Airflow

Expand all | Collapse all

How to Enable Python Snowflake Connector in Airflow DAGs?

  • 1.  How to Enable Python Snowflake Connector in Airflow DAGs?

    Posted 05-02-2019 02:11
    Hello,

    I am trying to add the Python Snowflake connector to my Python cluster using the Node Bootstrap script.
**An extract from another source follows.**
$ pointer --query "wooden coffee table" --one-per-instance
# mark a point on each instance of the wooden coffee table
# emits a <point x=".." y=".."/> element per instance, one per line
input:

However, even though the script seems to run successfully on cluster startup, I am unable to use the connector in my Python DAGs.

    The code I added to the Node Bootstrap script is:

    pip install snowflake-connector-python

    In my Airflow DAGs, I should be able to reference this by running:

    import snowflake.connector

    However, I am getting the following error: Broken DAG: [/usr/lib/airflow/dags/unit_tests_recent_records.py] No module named snowflake.connector

    The cluster is ID 21268 and here are the settings:

    Airflow Version: 1.8.2
    Python Version: 2.7

    Is there an alternative way to enabled Snowflake for my Airflow DAGs?

    ------------------------------
    Robin Tanner
    ------------------------------


  • 2.  RE: How to Enable Python Snowflake Connector in Airflow DAGs?

    Quboler
    Posted 05-02-2019 02:34
    Hi Robin,

    All the airflow processes run on a python virtual environment, you will need to activate it first before installing any packages. The command to activate the virtualenv is given below. Try adding this to the top of your nodebootstrap script.

    # for python 2.7 cluster
    source ${AIRFLOW_VIRTUALENV_LOC}/bin/activate
    
    # for python 3.5 cluster
    source ${AIRFLOW_VIRTUALENV_LOC}/bin/activate ${AIRFLOW_VIRTUALENV_LOC}
    ​


    ------------------------------
    Joy Chattaraj
    Qubole
    ------------------------------



  • 3.  RE: How to Enable Python Snowflake Connector in Airflow DAGs?

    Posted 05-02-2019 10:44
    Hi Joy,

    Thank you for responding. I received an error that my bootstrap script failed for my Python 3.5 environment. This is my Node Bootstrap script:

    # for python 3.5 cluster
    source ${AIRFLOW_VIRTUALENV_LOC}/bin/activate ${AIRFLOW_VIRTUALENV_LOC}

    pip3 install snowflake-connector-python==1.7.11


    My DAG still shows the error about the Snowflake connector missing.

    I am unable to see any logs on what the error is. Is there a location for this?

    The only error I see is in the Activity screen:

    Bootstrapping And Finalizing: Bootstrapping failed with status 127. (8s)
    Today 07:26 AM
    ​​

    ------------------------------
    Robin Tanner
    ------------------------------



  • 4.  RE: How to Enable Python Snowflake Connector in Airflow DAGs?

    Quboler
    Posted 05-02-2019 15:51
    Edited by Joy Chattaraj 05-02-2019 16:11
    Hi Robin,

    For Airflow clusters the nodebootstrap logs are not available on the UI as of now, but it has been fixed in our upcoming release which will be made available soon. For now you can check the the bootstrap logs in the location mentioned below (you can ssh on the cluster and view it or print this using a shell command from the analyze page):

    /media/ephemeral0/logs/others/node_bootstrap.log​


    Also FYI, if it's a python3.5 cluster there's a better way to install and maintain pacakges, using the environments page. You will find an environment with the name "default_env_<cluster_id>" on the environments page which is attached to your cluster. More details can be found here.

    The Python 3 cluster uses an Anaconda VirtualEnv instead of the regular python one, and with package management as mentioned above you can install/remove all packages easily from the UI, except noarch python packages. The Support for noarch versions is also coming soon.

    ------------------------------
    Joy Chattaraj
    Qubole
    ------------------------------